Kuliah lapangan ini bertujuan memperluas wawasan mahasiswa mengenai praktik-praktik hukum lingkungan yang bersinggungan langsung dengan masyarakat adat dan kearifan lokal di Kotawaringin Barat. Selama kunjungan, mahasiswa mendapat pemaparan langsung dari Ketua AMAN Kobar, Mardani dan Budi Baskoro, Jurnalis Lingkungan dari Mongabay Indonesia.
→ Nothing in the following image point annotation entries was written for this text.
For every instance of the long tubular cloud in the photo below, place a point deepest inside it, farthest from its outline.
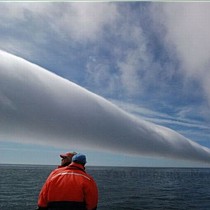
(40, 107)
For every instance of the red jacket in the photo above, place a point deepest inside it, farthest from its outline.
(68, 187)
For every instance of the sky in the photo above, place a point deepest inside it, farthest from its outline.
(128, 87)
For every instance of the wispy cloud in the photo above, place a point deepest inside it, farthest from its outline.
(45, 108)
(187, 38)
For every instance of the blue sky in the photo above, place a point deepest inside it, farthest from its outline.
(150, 59)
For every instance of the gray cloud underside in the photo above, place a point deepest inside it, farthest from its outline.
(37, 106)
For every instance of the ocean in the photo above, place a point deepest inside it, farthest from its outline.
(128, 188)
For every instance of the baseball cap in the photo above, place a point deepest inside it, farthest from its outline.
(68, 154)
(79, 158)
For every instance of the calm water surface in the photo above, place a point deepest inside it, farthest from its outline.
(119, 188)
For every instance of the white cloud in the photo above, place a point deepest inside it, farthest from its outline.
(49, 109)
(187, 33)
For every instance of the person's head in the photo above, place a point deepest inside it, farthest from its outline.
(66, 159)
(79, 158)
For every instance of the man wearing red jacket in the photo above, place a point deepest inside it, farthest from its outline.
(69, 188)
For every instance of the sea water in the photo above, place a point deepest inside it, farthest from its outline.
(119, 187)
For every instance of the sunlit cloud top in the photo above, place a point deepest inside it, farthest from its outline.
(40, 107)
(150, 59)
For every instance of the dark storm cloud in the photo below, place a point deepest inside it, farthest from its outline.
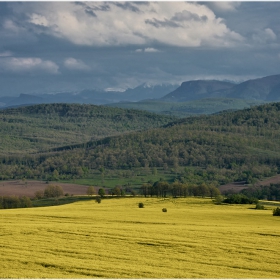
(162, 23)
(56, 46)
(186, 16)
(127, 6)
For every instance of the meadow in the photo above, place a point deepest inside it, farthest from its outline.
(117, 239)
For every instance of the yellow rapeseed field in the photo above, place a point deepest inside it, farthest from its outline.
(116, 239)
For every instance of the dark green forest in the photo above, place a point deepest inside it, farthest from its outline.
(204, 106)
(231, 146)
(37, 128)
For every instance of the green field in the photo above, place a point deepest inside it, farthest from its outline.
(116, 239)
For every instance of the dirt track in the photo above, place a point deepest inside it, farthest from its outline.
(28, 188)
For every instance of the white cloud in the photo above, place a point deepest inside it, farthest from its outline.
(6, 54)
(264, 36)
(150, 50)
(225, 6)
(22, 64)
(182, 24)
(75, 64)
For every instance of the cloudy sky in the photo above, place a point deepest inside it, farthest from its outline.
(49, 47)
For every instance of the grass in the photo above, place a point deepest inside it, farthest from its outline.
(134, 178)
(116, 239)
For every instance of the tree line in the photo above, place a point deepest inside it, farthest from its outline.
(236, 146)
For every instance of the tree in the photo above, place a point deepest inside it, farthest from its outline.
(214, 192)
(101, 192)
(53, 191)
(90, 190)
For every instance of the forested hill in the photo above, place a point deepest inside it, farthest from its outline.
(40, 127)
(231, 146)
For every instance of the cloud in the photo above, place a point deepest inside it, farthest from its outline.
(149, 50)
(224, 6)
(183, 24)
(75, 64)
(30, 64)
(264, 36)
(6, 54)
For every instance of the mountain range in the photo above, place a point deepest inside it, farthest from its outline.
(91, 96)
(266, 89)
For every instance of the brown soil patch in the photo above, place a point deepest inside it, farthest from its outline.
(28, 188)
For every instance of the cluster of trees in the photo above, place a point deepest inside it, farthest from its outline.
(240, 199)
(36, 128)
(232, 146)
(177, 189)
(8, 202)
(271, 192)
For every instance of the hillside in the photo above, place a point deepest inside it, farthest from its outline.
(190, 108)
(194, 90)
(263, 89)
(40, 127)
(231, 146)
(267, 89)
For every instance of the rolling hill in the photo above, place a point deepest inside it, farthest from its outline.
(194, 90)
(189, 108)
(40, 127)
(264, 89)
(231, 146)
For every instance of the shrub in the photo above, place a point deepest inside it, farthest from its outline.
(53, 191)
(141, 205)
(259, 206)
(276, 211)
(240, 199)
(218, 199)
(90, 190)
(39, 194)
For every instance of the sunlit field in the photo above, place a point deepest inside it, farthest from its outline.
(116, 239)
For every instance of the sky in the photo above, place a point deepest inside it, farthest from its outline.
(49, 47)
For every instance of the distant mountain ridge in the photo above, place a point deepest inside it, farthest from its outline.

Keduanya memaparkan peran masyarakat adat dalam menjaga kelestarian lingkungan hidup di tengah ancaman eksploitasi sumber daya alam yang terus meningkat.
Dalam diskusi yang berlangsung hangat, terungkap bahwa wilayah Kotawaringin Barat memiliki kekayaan budaya dan keragaman suku Dayak yang belum banyak diketahui oleh masyarakat umum. Mardani menuturkan bahwa pemahaman masyarakat saat ini masih terbatas pada beberapa sub-suku Dayak yang populer, seperti Dayak Ngaju dan Dayak Maanyan.
“Kebanyakan masyarakat kita sekarang hanya mengenal Dayak Maanyan dan Dayak Ngaju, padahal sebenarnya ada banyak sub-suku Dayak lain yang kurang diketahui,” ujarnya.
Ia menambahkan bahwa pengabaian terhadap keberagaman ini berdampak pada minimnya dukungan terhadap pelestarian identitas adat dan nilai-nilai lingkungan yang diwariskan secara turun-temurun.
Selain menggali wawasan tentang keberagaman masyarakat adat, mahasiswa juga menyampaikan pandangan kritis terhadap pelaksanaan acara budaya dan pariwisata di Kotawaringin Barat. Menurut mereka, banyak agenda pemerintah daerah yang bersifat seremonial belaka dan belum benar-benar menggali nilai-nilai adat secara otentik apalagi terkait dengan peran masyarakat adat dalam menjaga lingkungan.
Mahasiswa juga menyoroti lemahnya integrasi nilai-nilai adat dalam sistem pendidikan lokal. Fenomena ini tampak dari masih banyaknya generasi muda asli Kotawaringin Barat yang tidak mampu berbahasa Dayak atau tidak mengetahui asal-usul sukunya sendiri. Hal ini dinilai sebagai bentuk pemutusan generasi terhadap identitas dan sejarah budaya yang seharusnya diwariskan melalui pendidikan formal dan informal.
Kegiatan ini diakhiri dengan refleksi bersama yang menekankan pentingnya peran masyarakat adat dalam menjaga lingkungan dan generasi muda, khususnya calon sarjana hukum, dalam mengadvokasi pelestarian budaya dan lingkungan melalui pendekatan hukum yang berpihak kepada masyarakat adat.
Diharapkan, pengalaman ini tidak hanya memperkaya pengetahuan akademik mahasiswa, tetapi juga menumbuhkan kesadaran kritis terhadap realitas sosial di daerahnya sendiri. Kesadaran ini diharapkan menjadi pijakan dalam membangun sistem hukum yang lebih adil, ekologis, dan menghargai warisan budaya bangsa.